También arde en el delirio la madrugada cuando la noche sabe encoger en sus sombras esa violencia que lo torna todo en muerte. Porque es difícil que no se torne en desierto todo ese poso de dolor que sienten los árboles de hoja caediza al aletargarse. Como el sol crepuscular, se despiden de la vida, pero no sin envida de coníferas tristes que sienten que se extinguen. Sucumbe el bosque, sucumbe el prado, sucumbe la vida, sucumbe el aliento del espíritu que dio poesía a la naturaleza. Y el bosque virgen despierta a la claridad de otro sueño, porque es sueño todo lo que revive en esa atmósfera que gusta del amor y del viento de una primavera cálida que queda en la distancia de los meses. Entre tanto, el aire está helado y estos pagos son territorio e la tormenta que arrasará los viñedos y helará los estanques, porque la muerte se esconde en cada suspiro de vida, y así será hasta que el ojo de los habitantes de este suelo contemple, dichoso, la llegada de los azulones.

El velo de la noche
llegó como la helada,
discreta y silenciosa, pero fría,
dispuesta a darle muerte
al reino de viñedos solitarios
que no quieren saber del viento triste.
Su beso de azabache
rozó los bosques vírgenes,
con su caricia cruel, ácida y mala,
agriando la arboleda
que arranca del lugar cuyos caminos
se extienden por llanuras y colinas.
El bosque sucumbió,
vencido por el hielo,
que supo desatarse en las orillas
calladas del estanque,
no lejos del abeto y de los montes
donde los bosques pierden la hojarasca.
Pues la primavera
recuerdo de otro tiempo,
tal vez una promesa en el olvido,
queriendo renacer,
volver al reino hermoso del recuerdo
que dicta lo que son expectativas.
Y es Austria de las nieves
que tejen la hermosura
que sabe vincular a sus cadenas,
los árboles vencidos
por soplos del aliento de los vientos
que no tendrán piedad con el paisaje.
El velo de la noche
llegó como la helada,
discreta y silenciosa, delirante,
herida por la envidia
que enciende el sol al alba, si reluce
y muestra su vigor sobre los cielos.

Soneto III

Nada como la luminosidad del alba clara cuando se refleja en las aguas de ese río enorme que recorre Europa entera, presumiendo de un azul que solamente existe en la mente de los poetas, los artistas y los locos, porque ese color es más bello cuando, mezclando los ocres arcillosos de las aguas con el sol y sus primeros resplandores, las aguas del Danubio se hacen doradas, profundamente doradas y bellas, tan hermosas como el oro que resplandece en la piel de esas cariátides que presumen de su perfección escultórica en la sala más amada de la ciudad de Viena. Los distintos colores que se desprenden de la antorcha que enciende el día se vuelven un resplandor mágico y hechizado sobre el río, que, como la nieve, es espejo de las alturas y de sus extrañas y caprichosas vicisitudes. Austria es más hermosa a la luz de su sol lejano, ese sol dorado y débil que no deslumbra, que no insulta con su fuerza la delicadeza de los ojos que lo miran.
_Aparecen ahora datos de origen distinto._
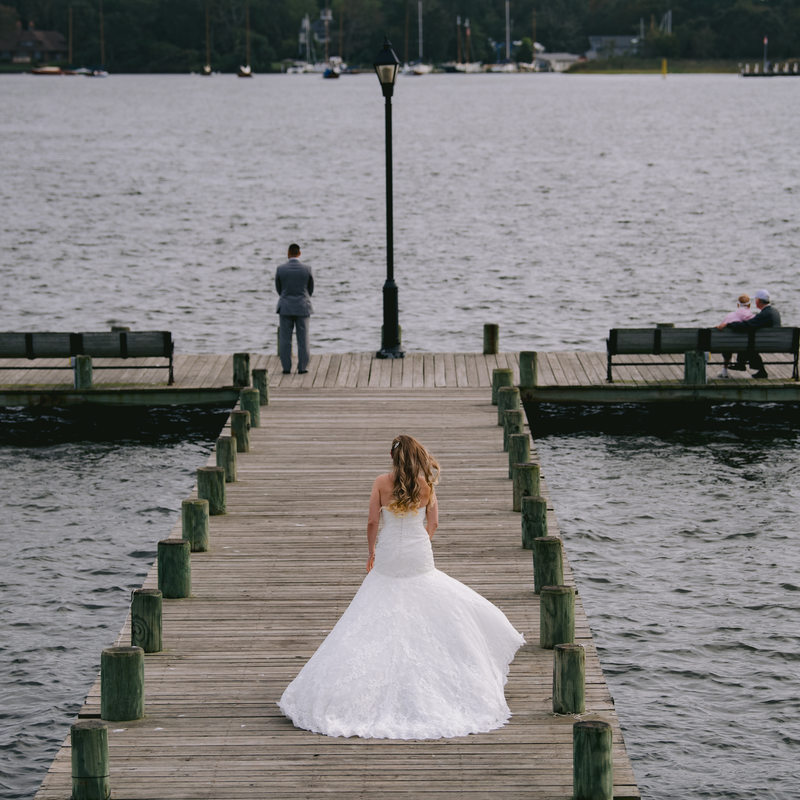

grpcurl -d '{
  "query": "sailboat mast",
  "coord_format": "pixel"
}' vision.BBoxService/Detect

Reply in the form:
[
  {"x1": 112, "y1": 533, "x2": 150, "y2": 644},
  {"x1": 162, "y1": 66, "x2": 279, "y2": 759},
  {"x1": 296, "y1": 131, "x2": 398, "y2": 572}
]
[
  {"x1": 244, "y1": 3, "x2": 250, "y2": 67},
  {"x1": 417, "y1": 0, "x2": 422, "y2": 63},
  {"x1": 100, "y1": 0, "x2": 106, "y2": 67},
  {"x1": 506, "y1": 0, "x2": 511, "y2": 61},
  {"x1": 206, "y1": 0, "x2": 211, "y2": 66}
]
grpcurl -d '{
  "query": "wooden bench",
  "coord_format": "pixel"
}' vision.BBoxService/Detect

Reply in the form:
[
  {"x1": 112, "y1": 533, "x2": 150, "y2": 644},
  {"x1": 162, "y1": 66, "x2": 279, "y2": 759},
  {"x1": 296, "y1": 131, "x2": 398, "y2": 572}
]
[
  {"x1": 606, "y1": 328, "x2": 800, "y2": 383},
  {"x1": 0, "y1": 331, "x2": 175, "y2": 385}
]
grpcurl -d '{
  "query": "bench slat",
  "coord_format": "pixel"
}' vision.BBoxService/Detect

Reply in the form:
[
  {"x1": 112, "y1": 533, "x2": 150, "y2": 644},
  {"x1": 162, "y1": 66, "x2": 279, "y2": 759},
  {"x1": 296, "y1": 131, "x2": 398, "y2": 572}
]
[
  {"x1": 0, "y1": 331, "x2": 174, "y2": 358},
  {"x1": 606, "y1": 327, "x2": 800, "y2": 382}
]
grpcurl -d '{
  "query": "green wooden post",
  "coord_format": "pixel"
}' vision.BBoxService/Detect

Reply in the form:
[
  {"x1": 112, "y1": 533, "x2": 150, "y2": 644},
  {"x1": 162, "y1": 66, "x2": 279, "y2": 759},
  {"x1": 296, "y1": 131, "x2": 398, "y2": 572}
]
[
  {"x1": 231, "y1": 411, "x2": 250, "y2": 453},
  {"x1": 519, "y1": 350, "x2": 539, "y2": 388},
  {"x1": 572, "y1": 720, "x2": 614, "y2": 800},
  {"x1": 553, "y1": 644, "x2": 586, "y2": 714},
  {"x1": 233, "y1": 353, "x2": 250, "y2": 387},
  {"x1": 72, "y1": 356, "x2": 92, "y2": 390},
  {"x1": 131, "y1": 589, "x2": 163, "y2": 653},
  {"x1": 497, "y1": 386, "x2": 519, "y2": 425},
  {"x1": 100, "y1": 647, "x2": 144, "y2": 722},
  {"x1": 683, "y1": 350, "x2": 706, "y2": 386},
  {"x1": 522, "y1": 495, "x2": 548, "y2": 552},
  {"x1": 239, "y1": 389, "x2": 261, "y2": 428},
  {"x1": 508, "y1": 433, "x2": 531, "y2": 478},
  {"x1": 483, "y1": 322, "x2": 500, "y2": 356},
  {"x1": 197, "y1": 467, "x2": 225, "y2": 517},
  {"x1": 181, "y1": 498, "x2": 208, "y2": 553},
  {"x1": 158, "y1": 539, "x2": 192, "y2": 599},
  {"x1": 512, "y1": 464, "x2": 539, "y2": 511},
  {"x1": 69, "y1": 719, "x2": 111, "y2": 800},
  {"x1": 253, "y1": 369, "x2": 269, "y2": 406},
  {"x1": 532, "y1": 536, "x2": 564, "y2": 594},
  {"x1": 492, "y1": 367, "x2": 514, "y2": 406},
  {"x1": 539, "y1": 586, "x2": 575, "y2": 650},
  {"x1": 216, "y1": 436, "x2": 236, "y2": 483},
  {"x1": 503, "y1": 408, "x2": 525, "y2": 452}
]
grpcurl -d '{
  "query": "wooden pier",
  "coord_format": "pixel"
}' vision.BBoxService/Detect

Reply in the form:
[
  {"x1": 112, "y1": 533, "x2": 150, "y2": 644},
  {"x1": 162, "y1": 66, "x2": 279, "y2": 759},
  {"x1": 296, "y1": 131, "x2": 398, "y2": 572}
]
[
  {"x1": 36, "y1": 354, "x2": 640, "y2": 800},
  {"x1": 0, "y1": 351, "x2": 800, "y2": 407}
]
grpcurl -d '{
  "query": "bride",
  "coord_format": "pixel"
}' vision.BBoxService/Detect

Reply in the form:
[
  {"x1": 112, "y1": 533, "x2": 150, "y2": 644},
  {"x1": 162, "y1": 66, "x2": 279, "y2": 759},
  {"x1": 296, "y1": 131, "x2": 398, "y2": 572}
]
[{"x1": 278, "y1": 435, "x2": 525, "y2": 739}]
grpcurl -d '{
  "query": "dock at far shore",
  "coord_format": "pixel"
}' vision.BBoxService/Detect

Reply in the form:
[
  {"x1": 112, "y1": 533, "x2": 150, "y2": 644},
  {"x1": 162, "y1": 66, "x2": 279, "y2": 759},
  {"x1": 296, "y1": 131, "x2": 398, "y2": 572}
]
[{"x1": 0, "y1": 351, "x2": 800, "y2": 407}]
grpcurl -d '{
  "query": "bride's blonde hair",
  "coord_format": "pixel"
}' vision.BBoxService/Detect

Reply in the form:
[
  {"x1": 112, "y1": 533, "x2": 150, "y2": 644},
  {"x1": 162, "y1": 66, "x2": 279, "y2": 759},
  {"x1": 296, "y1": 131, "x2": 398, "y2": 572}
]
[{"x1": 389, "y1": 433, "x2": 440, "y2": 512}]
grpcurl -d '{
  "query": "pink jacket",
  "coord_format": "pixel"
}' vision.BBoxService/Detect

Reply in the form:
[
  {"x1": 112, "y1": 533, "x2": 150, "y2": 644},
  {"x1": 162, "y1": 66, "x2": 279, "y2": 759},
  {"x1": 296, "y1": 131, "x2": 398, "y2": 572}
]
[{"x1": 722, "y1": 306, "x2": 755, "y2": 325}]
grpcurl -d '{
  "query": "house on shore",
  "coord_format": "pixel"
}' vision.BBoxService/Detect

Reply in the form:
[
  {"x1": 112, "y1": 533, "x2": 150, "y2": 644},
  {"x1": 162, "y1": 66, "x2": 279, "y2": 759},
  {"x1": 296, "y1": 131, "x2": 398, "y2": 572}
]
[{"x1": 0, "y1": 22, "x2": 68, "y2": 64}]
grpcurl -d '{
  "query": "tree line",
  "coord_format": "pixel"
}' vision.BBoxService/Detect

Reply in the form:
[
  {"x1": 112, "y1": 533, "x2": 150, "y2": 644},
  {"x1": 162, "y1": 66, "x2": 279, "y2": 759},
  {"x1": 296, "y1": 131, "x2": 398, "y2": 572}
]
[{"x1": 0, "y1": 0, "x2": 800, "y2": 72}]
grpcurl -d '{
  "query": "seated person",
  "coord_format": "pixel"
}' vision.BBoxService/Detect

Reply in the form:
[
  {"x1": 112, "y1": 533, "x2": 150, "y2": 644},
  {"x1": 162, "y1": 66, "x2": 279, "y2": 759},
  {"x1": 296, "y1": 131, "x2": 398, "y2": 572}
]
[
  {"x1": 717, "y1": 294, "x2": 754, "y2": 378},
  {"x1": 723, "y1": 289, "x2": 781, "y2": 378}
]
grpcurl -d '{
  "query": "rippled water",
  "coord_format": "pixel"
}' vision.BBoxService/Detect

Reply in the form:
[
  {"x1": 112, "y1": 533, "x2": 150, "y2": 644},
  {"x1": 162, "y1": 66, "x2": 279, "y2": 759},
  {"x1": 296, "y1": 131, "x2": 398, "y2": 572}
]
[
  {"x1": 0, "y1": 409, "x2": 228, "y2": 798},
  {"x1": 0, "y1": 75, "x2": 800, "y2": 352},
  {"x1": 0, "y1": 75, "x2": 800, "y2": 800},
  {"x1": 536, "y1": 410, "x2": 800, "y2": 800}
]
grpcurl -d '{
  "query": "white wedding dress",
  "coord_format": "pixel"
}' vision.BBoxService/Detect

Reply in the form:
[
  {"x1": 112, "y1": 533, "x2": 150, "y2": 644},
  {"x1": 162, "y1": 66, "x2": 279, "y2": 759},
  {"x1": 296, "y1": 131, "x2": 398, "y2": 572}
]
[{"x1": 278, "y1": 508, "x2": 525, "y2": 739}]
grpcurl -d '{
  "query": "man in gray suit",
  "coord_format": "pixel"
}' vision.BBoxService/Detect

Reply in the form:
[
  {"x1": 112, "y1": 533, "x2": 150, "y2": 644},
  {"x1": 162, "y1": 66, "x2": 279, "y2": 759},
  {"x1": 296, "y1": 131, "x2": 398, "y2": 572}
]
[{"x1": 275, "y1": 244, "x2": 314, "y2": 375}]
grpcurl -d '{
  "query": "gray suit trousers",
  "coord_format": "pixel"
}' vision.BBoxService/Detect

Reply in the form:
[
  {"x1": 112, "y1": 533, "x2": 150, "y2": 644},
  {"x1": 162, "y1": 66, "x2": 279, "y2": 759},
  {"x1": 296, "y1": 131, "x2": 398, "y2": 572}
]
[{"x1": 278, "y1": 314, "x2": 310, "y2": 372}]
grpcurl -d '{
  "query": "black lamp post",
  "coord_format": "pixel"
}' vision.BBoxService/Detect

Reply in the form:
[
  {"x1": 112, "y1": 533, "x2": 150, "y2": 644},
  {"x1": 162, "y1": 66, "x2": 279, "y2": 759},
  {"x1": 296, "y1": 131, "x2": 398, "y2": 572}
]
[{"x1": 373, "y1": 38, "x2": 405, "y2": 358}]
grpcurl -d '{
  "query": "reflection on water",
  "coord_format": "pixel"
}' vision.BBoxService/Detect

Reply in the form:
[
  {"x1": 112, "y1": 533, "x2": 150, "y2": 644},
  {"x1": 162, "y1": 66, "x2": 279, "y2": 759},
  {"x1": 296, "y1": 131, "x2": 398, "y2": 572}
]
[
  {"x1": 0, "y1": 408, "x2": 228, "y2": 798},
  {"x1": 536, "y1": 408, "x2": 800, "y2": 800}
]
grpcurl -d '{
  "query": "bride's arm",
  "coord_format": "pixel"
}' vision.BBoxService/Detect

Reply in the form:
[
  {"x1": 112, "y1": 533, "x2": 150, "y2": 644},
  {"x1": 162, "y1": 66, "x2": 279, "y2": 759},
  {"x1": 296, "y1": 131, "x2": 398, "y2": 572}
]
[
  {"x1": 367, "y1": 477, "x2": 381, "y2": 572},
  {"x1": 425, "y1": 494, "x2": 439, "y2": 539}
]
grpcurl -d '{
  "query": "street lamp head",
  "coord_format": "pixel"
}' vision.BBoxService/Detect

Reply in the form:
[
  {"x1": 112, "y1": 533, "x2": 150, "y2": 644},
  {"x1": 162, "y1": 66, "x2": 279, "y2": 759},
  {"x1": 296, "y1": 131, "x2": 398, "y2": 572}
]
[{"x1": 373, "y1": 37, "x2": 400, "y2": 97}]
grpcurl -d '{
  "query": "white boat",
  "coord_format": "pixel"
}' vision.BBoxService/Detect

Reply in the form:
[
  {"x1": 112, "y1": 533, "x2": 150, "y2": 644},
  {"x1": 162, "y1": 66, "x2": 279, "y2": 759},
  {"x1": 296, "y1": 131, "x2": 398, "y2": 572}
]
[
  {"x1": 236, "y1": 3, "x2": 253, "y2": 78},
  {"x1": 410, "y1": 0, "x2": 433, "y2": 75}
]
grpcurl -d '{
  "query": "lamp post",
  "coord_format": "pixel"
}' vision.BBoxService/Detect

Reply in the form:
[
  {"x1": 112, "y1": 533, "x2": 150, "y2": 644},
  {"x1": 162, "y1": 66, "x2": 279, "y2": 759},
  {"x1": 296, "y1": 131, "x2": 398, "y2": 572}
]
[{"x1": 373, "y1": 38, "x2": 405, "y2": 358}]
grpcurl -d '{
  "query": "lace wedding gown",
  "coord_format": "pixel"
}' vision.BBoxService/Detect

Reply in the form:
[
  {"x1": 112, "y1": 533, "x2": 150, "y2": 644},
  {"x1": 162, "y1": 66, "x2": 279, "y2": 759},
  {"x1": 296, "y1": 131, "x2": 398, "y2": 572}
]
[{"x1": 278, "y1": 508, "x2": 525, "y2": 739}]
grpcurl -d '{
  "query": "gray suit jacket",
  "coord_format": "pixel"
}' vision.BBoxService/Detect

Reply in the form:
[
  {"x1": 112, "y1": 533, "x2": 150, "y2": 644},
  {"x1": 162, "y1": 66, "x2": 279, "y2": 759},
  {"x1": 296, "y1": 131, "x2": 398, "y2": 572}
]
[{"x1": 275, "y1": 258, "x2": 314, "y2": 317}]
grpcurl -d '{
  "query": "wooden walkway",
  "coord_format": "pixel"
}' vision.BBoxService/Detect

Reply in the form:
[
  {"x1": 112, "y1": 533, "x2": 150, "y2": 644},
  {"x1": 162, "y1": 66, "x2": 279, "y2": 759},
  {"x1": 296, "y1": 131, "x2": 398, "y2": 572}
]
[
  {"x1": 36, "y1": 384, "x2": 639, "y2": 800},
  {"x1": 0, "y1": 351, "x2": 798, "y2": 405}
]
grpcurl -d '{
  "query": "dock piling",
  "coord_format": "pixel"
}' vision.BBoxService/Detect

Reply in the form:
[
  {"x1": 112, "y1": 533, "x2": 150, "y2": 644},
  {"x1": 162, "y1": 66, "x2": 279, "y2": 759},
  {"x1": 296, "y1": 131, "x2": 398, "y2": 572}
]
[
  {"x1": 572, "y1": 720, "x2": 614, "y2": 800},
  {"x1": 553, "y1": 644, "x2": 586, "y2": 714},
  {"x1": 492, "y1": 367, "x2": 514, "y2": 406},
  {"x1": 503, "y1": 408, "x2": 525, "y2": 452},
  {"x1": 100, "y1": 647, "x2": 144, "y2": 722},
  {"x1": 72, "y1": 356, "x2": 92, "y2": 391},
  {"x1": 508, "y1": 433, "x2": 531, "y2": 480},
  {"x1": 683, "y1": 350, "x2": 706, "y2": 386},
  {"x1": 497, "y1": 386, "x2": 519, "y2": 425},
  {"x1": 539, "y1": 586, "x2": 575, "y2": 650},
  {"x1": 512, "y1": 463, "x2": 539, "y2": 511},
  {"x1": 181, "y1": 498, "x2": 208, "y2": 553},
  {"x1": 526, "y1": 536, "x2": 564, "y2": 594},
  {"x1": 69, "y1": 719, "x2": 111, "y2": 800},
  {"x1": 519, "y1": 350, "x2": 539, "y2": 387},
  {"x1": 231, "y1": 411, "x2": 250, "y2": 453},
  {"x1": 216, "y1": 436, "x2": 236, "y2": 483},
  {"x1": 233, "y1": 353, "x2": 250, "y2": 387},
  {"x1": 483, "y1": 323, "x2": 500, "y2": 356},
  {"x1": 522, "y1": 495, "x2": 548, "y2": 552},
  {"x1": 197, "y1": 467, "x2": 225, "y2": 517},
  {"x1": 253, "y1": 369, "x2": 269, "y2": 406},
  {"x1": 239, "y1": 389, "x2": 261, "y2": 428},
  {"x1": 131, "y1": 589, "x2": 163, "y2": 653},
  {"x1": 158, "y1": 539, "x2": 192, "y2": 599}
]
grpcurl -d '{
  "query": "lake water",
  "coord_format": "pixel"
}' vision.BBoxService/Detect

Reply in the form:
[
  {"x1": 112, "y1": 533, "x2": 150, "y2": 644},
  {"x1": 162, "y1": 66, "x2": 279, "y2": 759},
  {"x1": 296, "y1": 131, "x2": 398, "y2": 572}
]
[{"x1": 0, "y1": 75, "x2": 800, "y2": 800}]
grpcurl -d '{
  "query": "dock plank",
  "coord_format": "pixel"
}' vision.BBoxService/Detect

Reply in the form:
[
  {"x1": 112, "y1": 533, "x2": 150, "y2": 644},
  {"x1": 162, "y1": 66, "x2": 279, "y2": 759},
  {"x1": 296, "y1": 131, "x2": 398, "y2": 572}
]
[{"x1": 36, "y1": 388, "x2": 639, "y2": 800}]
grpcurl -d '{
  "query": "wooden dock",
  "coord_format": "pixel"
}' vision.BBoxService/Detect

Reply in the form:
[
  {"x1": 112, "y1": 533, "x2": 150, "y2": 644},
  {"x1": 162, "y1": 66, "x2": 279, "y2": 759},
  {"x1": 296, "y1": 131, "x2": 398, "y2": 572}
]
[
  {"x1": 36, "y1": 376, "x2": 640, "y2": 800},
  {"x1": 0, "y1": 351, "x2": 800, "y2": 407}
]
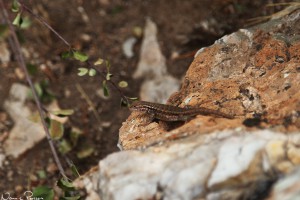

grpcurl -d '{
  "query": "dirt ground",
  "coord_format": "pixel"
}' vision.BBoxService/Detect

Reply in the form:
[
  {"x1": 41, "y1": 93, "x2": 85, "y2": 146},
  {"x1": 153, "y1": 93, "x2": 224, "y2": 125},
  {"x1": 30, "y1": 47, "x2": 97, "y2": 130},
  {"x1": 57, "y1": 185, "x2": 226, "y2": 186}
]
[{"x1": 0, "y1": 0, "x2": 288, "y2": 195}]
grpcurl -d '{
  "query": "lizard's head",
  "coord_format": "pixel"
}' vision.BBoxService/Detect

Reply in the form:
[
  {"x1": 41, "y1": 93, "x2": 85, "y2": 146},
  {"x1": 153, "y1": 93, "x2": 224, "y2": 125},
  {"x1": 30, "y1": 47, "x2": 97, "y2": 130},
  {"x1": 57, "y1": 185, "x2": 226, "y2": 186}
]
[{"x1": 129, "y1": 101, "x2": 147, "y2": 111}]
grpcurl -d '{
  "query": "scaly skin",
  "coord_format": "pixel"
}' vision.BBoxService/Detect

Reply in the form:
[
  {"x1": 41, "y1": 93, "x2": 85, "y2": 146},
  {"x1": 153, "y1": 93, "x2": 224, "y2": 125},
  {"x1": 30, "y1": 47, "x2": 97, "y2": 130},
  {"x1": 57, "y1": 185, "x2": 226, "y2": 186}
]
[{"x1": 129, "y1": 101, "x2": 234, "y2": 121}]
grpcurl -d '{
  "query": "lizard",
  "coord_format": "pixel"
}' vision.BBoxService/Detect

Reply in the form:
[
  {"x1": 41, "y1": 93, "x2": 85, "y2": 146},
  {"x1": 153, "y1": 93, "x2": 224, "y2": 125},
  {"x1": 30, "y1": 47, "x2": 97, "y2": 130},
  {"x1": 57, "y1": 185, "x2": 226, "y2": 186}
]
[{"x1": 129, "y1": 101, "x2": 234, "y2": 122}]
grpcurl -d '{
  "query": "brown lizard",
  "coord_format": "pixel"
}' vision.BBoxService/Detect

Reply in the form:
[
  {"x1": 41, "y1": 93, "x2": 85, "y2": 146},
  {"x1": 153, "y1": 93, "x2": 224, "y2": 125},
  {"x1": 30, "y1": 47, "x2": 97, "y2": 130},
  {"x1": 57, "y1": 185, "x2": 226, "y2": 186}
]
[{"x1": 129, "y1": 101, "x2": 234, "y2": 121}]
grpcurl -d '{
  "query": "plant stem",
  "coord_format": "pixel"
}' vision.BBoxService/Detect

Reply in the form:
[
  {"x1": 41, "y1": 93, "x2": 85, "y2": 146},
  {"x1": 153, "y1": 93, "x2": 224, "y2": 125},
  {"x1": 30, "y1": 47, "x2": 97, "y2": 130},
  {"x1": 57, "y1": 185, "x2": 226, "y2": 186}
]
[{"x1": 0, "y1": 0, "x2": 67, "y2": 180}]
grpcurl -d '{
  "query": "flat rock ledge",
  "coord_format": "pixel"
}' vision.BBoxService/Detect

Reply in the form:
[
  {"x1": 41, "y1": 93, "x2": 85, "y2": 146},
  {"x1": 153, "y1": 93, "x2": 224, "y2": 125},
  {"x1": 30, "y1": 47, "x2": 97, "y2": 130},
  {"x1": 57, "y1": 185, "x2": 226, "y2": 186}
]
[{"x1": 76, "y1": 6, "x2": 300, "y2": 200}]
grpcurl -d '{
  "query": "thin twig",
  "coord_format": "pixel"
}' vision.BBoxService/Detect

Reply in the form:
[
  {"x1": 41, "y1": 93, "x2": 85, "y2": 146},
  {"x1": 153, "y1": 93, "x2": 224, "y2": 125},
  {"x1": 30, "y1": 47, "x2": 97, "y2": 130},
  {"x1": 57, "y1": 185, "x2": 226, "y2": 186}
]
[
  {"x1": 19, "y1": 2, "x2": 71, "y2": 49},
  {"x1": 0, "y1": 0, "x2": 67, "y2": 180},
  {"x1": 19, "y1": 1, "x2": 129, "y2": 104},
  {"x1": 76, "y1": 83, "x2": 101, "y2": 122}
]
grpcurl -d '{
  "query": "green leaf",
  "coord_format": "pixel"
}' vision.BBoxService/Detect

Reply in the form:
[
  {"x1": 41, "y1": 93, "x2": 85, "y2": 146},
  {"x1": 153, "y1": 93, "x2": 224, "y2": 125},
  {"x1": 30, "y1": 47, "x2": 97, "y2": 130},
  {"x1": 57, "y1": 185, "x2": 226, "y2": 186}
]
[
  {"x1": 77, "y1": 67, "x2": 89, "y2": 76},
  {"x1": 28, "y1": 83, "x2": 43, "y2": 99},
  {"x1": 11, "y1": 0, "x2": 20, "y2": 12},
  {"x1": 20, "y1": 17, "x2": 31, "y2": 29},
  {"x1": 71, "y1": 164, "x2": 80, "y2": 178},
  {"x1": 32, "y1": 186, "x2": 54, "y2": 200},
  {"x1": 121, "y1": 98, "x2": 128, "y2": 107},
  {"x1": 94, "y1": 58, "x2": 104, "y2": 65},
  {"x1": 102, "y1": 80, "x2": 109, "y2": 97},
  {"x1": 106, "y1": 72, "x2": 112, "y2": 81},
  {"x1": 13, "y1": 13, "x2": 23, "y2": 26},
  {"x1": 51, "y1": 109, "x2": 74, "y2": 117},
  {"x1": 105, "y1": 60, "x2": 110, "y2": 69},
  {"x1": 128, "y1": 97, "x2": 139, "y2": 101},
  {"x1": 70, "y1": 131, "x2": 81, "y2": 146},
  {"x1": 61, "y1": 51, "x2": 73, "y2": 59},
  {"x1": 118, "y1": 81, "x2": 128, "y2": 88},
  {"x1": 37, "y1": 170, "x2": 47, "y2": 179},
  {"x1": 89, "y1": 69, "x2": 96, "y2": 76},
  {"x1": 26, "y1": 63, "x2": 38, "y2": 76},
  {"x1": 57, "y1": 178, "x2": 75, "y2": 191},
  {"x1": 74, "y1": 51, "x2": 89, "y2": 62},
  {"x1": 58, "y1": 139, "x2": 72, "y2": 154},
  {"x1": 50, "y1": 119, "x2": 64, "y2": 140},
  {"x1": 0, "y1": 24, "x2": 8, "y2": 39},
  {"x1": 59, "y1": 196, "x2": 81, "y2": 200},
  {"x1": 76, "y1": 146, "x2": 95, "y2": 159}
]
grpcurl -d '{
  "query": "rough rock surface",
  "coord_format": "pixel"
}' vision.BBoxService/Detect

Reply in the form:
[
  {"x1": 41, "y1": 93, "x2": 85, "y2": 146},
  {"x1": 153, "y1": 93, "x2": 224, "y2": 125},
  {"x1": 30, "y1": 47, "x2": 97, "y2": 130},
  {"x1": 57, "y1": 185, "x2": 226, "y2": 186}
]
[
  {"x1": 74, "y1": 8, "x2": 300, "y2": 200},
  {"x1": 133, "y1": 18, "x2": 180, "y2": 103}
]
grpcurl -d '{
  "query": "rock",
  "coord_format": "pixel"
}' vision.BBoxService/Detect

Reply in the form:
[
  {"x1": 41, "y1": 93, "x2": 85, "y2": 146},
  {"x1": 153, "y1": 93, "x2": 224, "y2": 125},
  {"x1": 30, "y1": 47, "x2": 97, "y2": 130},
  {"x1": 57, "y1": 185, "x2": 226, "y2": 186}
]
[
  {"x1": 133, "y1": 19, "x2": 179, "y2": 103},
  {"x1": 76, "y1": 7, "x2": 300, "y2": 200},
  {"x1": 269, "y1": 168, "x2": 300, "y2": 200},
  {"x1": 3, "y1": 83, "x2": 45, "y2": 158}
]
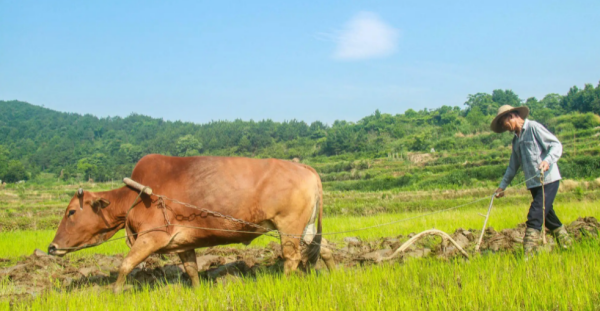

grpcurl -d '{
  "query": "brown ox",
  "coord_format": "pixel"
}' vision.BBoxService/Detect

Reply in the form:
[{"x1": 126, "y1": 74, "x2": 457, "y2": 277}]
[{"x1": 48, "y1": 155, "x2": 333, "y2": 292}]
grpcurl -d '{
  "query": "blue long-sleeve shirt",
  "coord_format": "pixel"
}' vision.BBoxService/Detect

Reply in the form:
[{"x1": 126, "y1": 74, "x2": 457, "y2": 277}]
[{"x1": 500, "y1": 119, "x2": 562, "y2": 189}]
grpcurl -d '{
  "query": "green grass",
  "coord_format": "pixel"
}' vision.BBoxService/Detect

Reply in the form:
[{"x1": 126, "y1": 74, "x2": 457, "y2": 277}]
[{"x1": 3, "y1": 239, "x2": 600, "y2": 310}]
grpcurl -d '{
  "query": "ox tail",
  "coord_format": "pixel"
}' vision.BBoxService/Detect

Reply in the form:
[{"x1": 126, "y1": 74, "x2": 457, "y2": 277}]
[{"x1": 306, "y1": 184, "x2": 323, "y2": 267}]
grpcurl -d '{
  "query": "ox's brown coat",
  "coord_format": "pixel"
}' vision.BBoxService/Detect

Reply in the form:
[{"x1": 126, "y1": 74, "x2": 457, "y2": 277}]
[{"x1": 49, "y1": 155, "x2": 330, "y2": 291}]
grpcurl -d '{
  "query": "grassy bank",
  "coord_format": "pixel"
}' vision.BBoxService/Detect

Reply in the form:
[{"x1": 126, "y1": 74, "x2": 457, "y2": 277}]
[{"x1": 3, "y1": 239, "x2": 600, "y2": 310}]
Contemplad esas alturas y comprobadlo:

Las llamas ven las tierras danubianas
que habitan los más nobles campesinos
que el oro ven, la luz en los caminos
del alba con las horas más tempranas.
El brillo vio la luz de las mañanas,
los oros de sus labios peregrinos,
si acaso en su carrera, mortecinos,
buscaron otras tierras más lejanas.
Que vive prisionera de un suspiro
la luz del alba clara, engalanada
en un invierno cruel y sin ternura.
Y el brillo ve del alba en raro giro
el clásico reflejo que la helada
enciende a la mañana en su blancura.